Les événemens de nos jours courent avec une telle rapidité et dévorent si vite les hommes qu’il faut une sorte d’effort pour se représenter le monde européen tel qu’il était il y a quelque vingt ou trente ans, avec sa configuration et sa diplomatie, avec ses intérêts et ses personnages.
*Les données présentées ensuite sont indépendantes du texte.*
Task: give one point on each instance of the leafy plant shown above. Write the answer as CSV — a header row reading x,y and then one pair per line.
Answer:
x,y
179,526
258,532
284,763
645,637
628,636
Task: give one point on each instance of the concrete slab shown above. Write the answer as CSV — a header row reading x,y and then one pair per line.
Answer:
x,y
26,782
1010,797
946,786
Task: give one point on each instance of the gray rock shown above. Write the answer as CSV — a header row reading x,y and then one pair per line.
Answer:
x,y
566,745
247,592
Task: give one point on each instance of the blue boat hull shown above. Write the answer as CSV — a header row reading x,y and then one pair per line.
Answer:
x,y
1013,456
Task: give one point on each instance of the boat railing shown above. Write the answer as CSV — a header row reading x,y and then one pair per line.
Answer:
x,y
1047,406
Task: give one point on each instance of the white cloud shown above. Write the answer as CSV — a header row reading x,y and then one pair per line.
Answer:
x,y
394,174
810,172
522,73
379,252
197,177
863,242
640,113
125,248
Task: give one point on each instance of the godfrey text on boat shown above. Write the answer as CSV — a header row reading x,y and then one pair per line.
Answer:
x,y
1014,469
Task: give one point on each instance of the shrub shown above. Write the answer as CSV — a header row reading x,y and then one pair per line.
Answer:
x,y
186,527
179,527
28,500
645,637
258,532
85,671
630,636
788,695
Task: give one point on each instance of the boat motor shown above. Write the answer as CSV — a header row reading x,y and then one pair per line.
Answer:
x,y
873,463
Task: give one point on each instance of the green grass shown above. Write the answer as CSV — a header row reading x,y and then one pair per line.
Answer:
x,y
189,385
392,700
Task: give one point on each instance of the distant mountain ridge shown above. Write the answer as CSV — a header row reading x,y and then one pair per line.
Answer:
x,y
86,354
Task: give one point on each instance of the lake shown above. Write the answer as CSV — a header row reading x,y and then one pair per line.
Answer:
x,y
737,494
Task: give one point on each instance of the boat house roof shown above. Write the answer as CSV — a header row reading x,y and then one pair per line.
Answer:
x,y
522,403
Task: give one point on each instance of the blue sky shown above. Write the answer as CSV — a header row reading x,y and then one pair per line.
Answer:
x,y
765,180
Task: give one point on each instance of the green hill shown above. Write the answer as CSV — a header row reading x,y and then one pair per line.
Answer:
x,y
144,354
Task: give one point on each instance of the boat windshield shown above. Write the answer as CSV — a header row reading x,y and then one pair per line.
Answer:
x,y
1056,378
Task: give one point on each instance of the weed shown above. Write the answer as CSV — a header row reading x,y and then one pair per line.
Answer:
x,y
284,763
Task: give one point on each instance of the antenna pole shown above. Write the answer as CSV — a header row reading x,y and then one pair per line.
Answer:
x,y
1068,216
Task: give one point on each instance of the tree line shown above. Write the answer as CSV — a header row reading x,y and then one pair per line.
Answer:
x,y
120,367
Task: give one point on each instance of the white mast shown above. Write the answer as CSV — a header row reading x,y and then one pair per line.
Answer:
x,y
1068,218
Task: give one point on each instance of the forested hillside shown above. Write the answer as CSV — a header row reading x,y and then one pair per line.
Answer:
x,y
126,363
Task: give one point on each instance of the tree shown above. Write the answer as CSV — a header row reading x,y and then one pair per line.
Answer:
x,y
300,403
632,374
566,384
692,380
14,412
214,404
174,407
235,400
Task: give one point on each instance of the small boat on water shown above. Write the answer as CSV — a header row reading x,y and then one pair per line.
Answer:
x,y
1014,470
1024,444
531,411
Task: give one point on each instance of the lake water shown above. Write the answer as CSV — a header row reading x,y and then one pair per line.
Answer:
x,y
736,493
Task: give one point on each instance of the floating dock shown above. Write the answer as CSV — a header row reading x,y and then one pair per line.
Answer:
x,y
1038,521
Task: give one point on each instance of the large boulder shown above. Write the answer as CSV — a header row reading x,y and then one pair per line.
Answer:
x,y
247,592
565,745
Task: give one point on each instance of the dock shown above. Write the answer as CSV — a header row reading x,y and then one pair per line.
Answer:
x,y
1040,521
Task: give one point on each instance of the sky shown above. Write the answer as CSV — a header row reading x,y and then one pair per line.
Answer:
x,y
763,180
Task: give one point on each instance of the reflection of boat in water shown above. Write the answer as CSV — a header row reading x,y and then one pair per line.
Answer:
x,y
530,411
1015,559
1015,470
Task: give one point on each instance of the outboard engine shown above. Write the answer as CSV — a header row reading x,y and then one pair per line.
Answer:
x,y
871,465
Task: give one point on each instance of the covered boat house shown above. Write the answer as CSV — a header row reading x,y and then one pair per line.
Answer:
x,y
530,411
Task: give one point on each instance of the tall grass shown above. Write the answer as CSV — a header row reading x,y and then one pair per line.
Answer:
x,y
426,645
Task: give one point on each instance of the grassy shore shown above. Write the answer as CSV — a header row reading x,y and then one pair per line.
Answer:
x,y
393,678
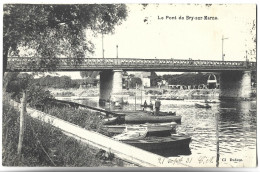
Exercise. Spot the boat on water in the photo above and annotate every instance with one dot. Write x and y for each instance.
(147, 106)
(140, 139)
(110, 121)
(135, 119)
(170, 98)
(211, 101)
(153, 129)
(200, 105)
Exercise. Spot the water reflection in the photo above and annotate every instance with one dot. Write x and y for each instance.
(228, 129)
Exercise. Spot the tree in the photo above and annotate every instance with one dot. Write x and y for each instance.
(154, 79)
(134, 81)
(56, 30)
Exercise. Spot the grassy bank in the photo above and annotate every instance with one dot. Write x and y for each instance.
(45, 145)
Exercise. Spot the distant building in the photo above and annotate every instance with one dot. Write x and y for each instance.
(89, 82)
(145, 77)
(212, 82)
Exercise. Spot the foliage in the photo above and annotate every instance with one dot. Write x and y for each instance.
(154, 79)
(187, 79)
(92, 74)
(134, 81)
(44, 145)
(51, 30)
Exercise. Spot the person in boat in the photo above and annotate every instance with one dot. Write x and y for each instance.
(157, 106)
(145, 103)
(151, 104)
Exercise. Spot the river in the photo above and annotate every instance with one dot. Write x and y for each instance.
(222, 136)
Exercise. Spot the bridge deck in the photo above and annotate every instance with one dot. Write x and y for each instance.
(79, 64)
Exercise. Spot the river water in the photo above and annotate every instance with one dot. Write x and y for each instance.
(222, 136)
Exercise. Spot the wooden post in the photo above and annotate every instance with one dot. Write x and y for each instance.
(135, 94)
(22, 123)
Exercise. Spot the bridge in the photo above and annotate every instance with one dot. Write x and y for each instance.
(26, 64)
(235, 76)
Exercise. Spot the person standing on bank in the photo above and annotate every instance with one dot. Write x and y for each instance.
(157, 106)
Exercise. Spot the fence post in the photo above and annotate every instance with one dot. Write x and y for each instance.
(22, 123)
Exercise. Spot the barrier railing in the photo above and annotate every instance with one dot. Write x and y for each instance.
(24, 63)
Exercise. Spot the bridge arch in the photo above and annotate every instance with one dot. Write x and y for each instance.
(212, 82)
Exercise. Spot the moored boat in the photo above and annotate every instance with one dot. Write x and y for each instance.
(153, 129)
(212, 101)
(200, 105)
(147, 106)
(134, 119)
(141, 140)
(110, 121)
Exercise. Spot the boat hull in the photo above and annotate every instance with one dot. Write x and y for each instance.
(202, 106)
(161, 143)
(129, 119)
(153, 130)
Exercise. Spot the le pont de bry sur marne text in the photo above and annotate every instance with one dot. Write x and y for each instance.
(189, 18)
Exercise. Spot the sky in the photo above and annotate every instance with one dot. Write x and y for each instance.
(149, 33)
(179, 31)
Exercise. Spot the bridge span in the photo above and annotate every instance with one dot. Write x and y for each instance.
(235, 76)
(28, 64)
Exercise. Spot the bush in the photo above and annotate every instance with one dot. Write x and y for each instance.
(44, 145)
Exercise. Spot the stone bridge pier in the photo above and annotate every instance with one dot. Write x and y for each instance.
(110, 83)
(235, 84)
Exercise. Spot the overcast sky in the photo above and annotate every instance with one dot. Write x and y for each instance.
(147, 33)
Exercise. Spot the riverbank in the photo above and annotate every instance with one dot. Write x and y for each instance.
(181, 93)
(45, 145)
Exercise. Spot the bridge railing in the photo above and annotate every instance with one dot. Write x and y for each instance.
(42, 63)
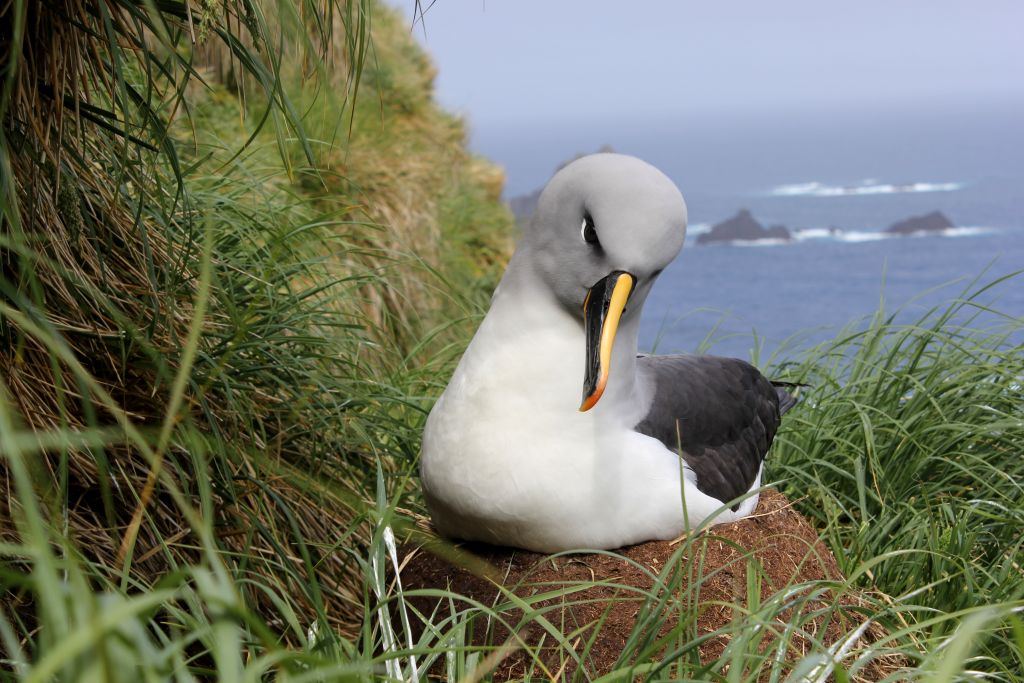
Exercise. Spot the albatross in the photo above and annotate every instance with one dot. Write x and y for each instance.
(658, 444)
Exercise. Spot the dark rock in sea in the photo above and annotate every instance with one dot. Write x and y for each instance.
(932, 222)
(742, 226)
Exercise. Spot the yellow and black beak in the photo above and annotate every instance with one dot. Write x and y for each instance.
(601, 309)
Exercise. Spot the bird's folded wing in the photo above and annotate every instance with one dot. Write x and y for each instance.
(720, 414)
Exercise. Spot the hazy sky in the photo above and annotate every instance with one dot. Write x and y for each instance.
(733, 87)
(549, 59)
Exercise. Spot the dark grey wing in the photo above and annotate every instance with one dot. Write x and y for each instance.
(721, 413)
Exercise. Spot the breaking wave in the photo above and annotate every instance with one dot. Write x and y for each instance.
(837, 235)
(869, 186)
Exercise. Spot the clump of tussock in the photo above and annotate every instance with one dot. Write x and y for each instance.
(201, 338)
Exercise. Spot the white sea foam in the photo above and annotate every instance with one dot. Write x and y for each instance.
(815, 233)
(769, 242)
(868, 186)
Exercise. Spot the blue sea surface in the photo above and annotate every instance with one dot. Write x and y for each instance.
(812, 172)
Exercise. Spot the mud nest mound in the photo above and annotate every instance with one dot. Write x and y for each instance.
(650, 603)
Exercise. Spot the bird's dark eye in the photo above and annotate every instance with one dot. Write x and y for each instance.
(588, 230)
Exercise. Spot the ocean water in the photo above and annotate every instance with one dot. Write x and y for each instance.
(854, 173)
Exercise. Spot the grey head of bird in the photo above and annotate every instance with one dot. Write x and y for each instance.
(604, 228)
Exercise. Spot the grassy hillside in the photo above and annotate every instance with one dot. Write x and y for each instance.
(233, 275)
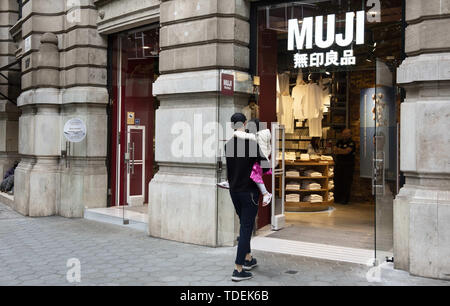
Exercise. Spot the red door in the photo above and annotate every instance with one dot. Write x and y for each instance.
(135, 63)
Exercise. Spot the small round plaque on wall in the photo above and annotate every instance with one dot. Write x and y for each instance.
(75, 130)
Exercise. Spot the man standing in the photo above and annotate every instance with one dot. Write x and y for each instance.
(241, 154)
(345, 166)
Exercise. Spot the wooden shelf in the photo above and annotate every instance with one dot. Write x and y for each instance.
(307, 207)
(307, 177)
(324, 192)
(306, 190)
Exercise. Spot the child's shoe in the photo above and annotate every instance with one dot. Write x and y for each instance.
(223, 185)
(267, 199)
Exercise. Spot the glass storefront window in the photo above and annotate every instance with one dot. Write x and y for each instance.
(327, 69)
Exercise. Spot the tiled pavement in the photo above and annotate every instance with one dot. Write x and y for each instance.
(35, 251)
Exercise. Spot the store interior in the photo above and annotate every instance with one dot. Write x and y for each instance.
(315, 104)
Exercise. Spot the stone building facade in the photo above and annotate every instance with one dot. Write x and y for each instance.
(63, 45)
(9, 87)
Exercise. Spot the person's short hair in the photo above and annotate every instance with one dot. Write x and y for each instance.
(253, 126)
(238, 120)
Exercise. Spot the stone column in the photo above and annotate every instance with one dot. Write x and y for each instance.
(199, 38)
(422, 209)
(9, 86)
(64, 76)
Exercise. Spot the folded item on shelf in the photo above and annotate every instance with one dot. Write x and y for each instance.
(314, 157)
(292, 198)
(292, 186)
(330, 185)
(287, 156)
(292, 173)
(313, 198)
(326, 157)
(307, 185)
(304, 157)
(312, 173)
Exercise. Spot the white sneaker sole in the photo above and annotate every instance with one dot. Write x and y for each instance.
(249, 267)
(239, 279)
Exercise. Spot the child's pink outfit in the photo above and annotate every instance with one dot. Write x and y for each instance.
(257, 173)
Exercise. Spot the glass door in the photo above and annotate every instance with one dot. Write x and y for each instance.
(385, 155)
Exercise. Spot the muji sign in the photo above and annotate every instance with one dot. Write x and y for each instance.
(312, 31)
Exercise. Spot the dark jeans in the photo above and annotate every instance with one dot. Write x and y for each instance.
(246, 206)
(343, 181)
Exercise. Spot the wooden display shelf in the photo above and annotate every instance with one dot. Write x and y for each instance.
(306, 190)
(309, 163)
(306, 206)
(307, 177)
(324, 179)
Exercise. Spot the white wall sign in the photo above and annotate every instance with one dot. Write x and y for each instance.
(312, 31)
(75, 130)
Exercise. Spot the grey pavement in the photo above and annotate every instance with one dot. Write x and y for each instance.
(35, 251)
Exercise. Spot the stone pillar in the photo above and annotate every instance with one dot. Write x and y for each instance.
(9, 86)
(64, 77)
(422, 209)
(199, 38)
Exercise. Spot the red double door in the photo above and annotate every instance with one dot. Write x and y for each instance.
(134, 68)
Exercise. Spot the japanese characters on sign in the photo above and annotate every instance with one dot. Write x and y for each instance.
(324, 59)
(303, 39)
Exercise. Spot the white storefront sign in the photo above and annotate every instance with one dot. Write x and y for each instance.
(312, 31)
(75, 130)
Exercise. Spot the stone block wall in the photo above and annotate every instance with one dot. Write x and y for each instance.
(422, 209)
(199, 40)
(64, 76)
(9, 87)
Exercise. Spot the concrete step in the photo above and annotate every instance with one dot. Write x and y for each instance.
(115, 215)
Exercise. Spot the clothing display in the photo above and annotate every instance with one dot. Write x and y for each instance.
(309, 185)
(315, 125)
(293, 198)
(286, 113)
(312, 173)
(293, 186)
(313, 102)
(331, 184)
(285, 103)
(251, 112)
(313, 198)
(292, 173)
(304, 157)
(314, 157)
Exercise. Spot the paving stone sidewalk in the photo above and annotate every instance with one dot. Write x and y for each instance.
(35, 251)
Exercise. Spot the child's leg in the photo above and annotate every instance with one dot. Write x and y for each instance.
(262, 188)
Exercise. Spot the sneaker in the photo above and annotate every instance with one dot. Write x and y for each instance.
(223, 185)
(240, 276)
(248, 265)
(267, 199)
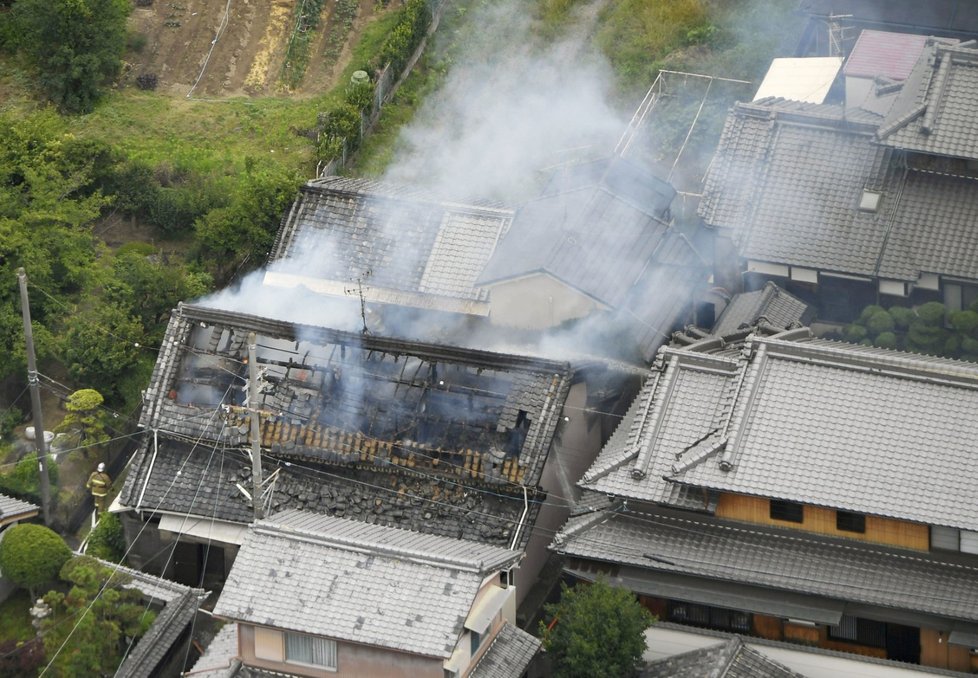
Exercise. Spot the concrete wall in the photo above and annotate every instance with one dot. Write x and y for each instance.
(352, 660)
(576, 445)
(537, 302)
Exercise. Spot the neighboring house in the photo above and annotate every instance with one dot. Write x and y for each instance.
(438, 439)
(731, 659)
(311, 594)
(597, 243)
(834, 25)
(807, 79)
(847, 208)
(163, 649)
(676, 651)
(878, 61)
(770, 308)
(795, 488)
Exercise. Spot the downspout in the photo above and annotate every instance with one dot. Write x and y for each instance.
(149, 473)
(519, 528)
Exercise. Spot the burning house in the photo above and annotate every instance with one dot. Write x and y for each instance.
(447, 441)
(597, 244)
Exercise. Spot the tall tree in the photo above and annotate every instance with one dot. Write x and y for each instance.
(597, 631)
(75, 45)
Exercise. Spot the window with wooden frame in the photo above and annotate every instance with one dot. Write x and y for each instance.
(850, 522)
(788, 511)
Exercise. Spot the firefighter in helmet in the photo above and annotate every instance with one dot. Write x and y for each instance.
(99, 483)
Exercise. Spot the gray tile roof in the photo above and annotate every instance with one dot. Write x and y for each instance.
(810, 421)
(596, 228)
(362, 583)
(153, 648)
(770, 304)
(508, 656)
(394, 238)
(184, 480)
(779, 559)
(787, 182)
(934, 113)
(732, 659)
(14, 509)
(220, 658)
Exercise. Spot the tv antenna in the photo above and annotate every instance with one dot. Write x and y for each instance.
(358, 290)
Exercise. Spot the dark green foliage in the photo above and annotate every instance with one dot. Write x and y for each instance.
(902, 316)
(32, 555)
(598, 632)
(19, 658)
(24, 480)
(74, 45)
(245, 229)
(931, 313)
(855, 333)
(104, 612)
(880, 321)
(107, 541)
(886, 340)
(920, 330)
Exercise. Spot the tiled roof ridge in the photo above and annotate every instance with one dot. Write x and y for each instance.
(787, 111)
(884, 361)
(367, 188)
(797, 536)
(377, 547)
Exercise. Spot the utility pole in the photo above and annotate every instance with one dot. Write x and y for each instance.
(256, 475)
(39, 443)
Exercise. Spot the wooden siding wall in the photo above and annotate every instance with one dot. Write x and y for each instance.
(822, 521)
(935, 651)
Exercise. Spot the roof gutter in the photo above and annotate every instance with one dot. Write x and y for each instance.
(519, 528)
(149, 473)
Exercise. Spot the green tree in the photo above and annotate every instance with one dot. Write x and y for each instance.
(107, 541)
(86, 419)
(74, 45)
(598, 631)
(103, 611)
(101, 344)
(32, 555)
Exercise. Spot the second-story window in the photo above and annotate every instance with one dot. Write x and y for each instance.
(850, 522)
(787, 510)
(311, 650)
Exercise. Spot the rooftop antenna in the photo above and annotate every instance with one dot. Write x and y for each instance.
(255, 434)
(363, 302)
(39, 442)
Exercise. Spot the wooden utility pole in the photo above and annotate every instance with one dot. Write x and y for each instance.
(256, 475)
(39, 443)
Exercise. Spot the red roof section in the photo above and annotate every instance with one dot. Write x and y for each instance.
(881, 53)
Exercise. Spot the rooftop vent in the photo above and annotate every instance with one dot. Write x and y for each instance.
(870, 201)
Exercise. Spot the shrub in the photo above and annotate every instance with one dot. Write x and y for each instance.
(886, 340)
(107, 541)
(880, 322)
(931, 313)
(902, 316)
(32, 556)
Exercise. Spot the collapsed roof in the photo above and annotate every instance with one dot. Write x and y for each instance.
(349, 419)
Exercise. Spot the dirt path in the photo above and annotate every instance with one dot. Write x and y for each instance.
(234, 47)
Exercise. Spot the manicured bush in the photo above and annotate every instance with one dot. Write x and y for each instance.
(886, 340)
(931, 313)
(31, 556)
(879, 322)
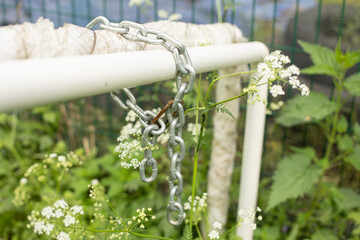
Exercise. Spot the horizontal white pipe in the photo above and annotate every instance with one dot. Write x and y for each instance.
(34, 82)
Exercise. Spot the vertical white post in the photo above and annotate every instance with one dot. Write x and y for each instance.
(250, 172)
À ne remonter qu’à un passé encore peu lointain, que de révolutions accomplies dans la politique, dans le système des souverainetés et des alliances ! que de fortunes diverses pour les nations et pour les hommes qui passent sur la scène ! que de bouleversemens auxquels on n’aurait pas cru il y a un quart de siècle, et que les uns, les plus habiles, ont su préparer à leur profit, que les autres, les aveugles, n’ont su ni prévoir ni détourner ! Tout s’est renouvelé ou du moins tout s’est déplacé et a changé de face depuis ces années du second empire dont un ancien ambassadeur, M. le comte Bernard d’Harcourt, retrace quelques épisodes dans un récent essai semi-biographique, semi-diplomatique sur ce qu’il appelle les Quatre Ministères de M. Drouyn de Lhuys.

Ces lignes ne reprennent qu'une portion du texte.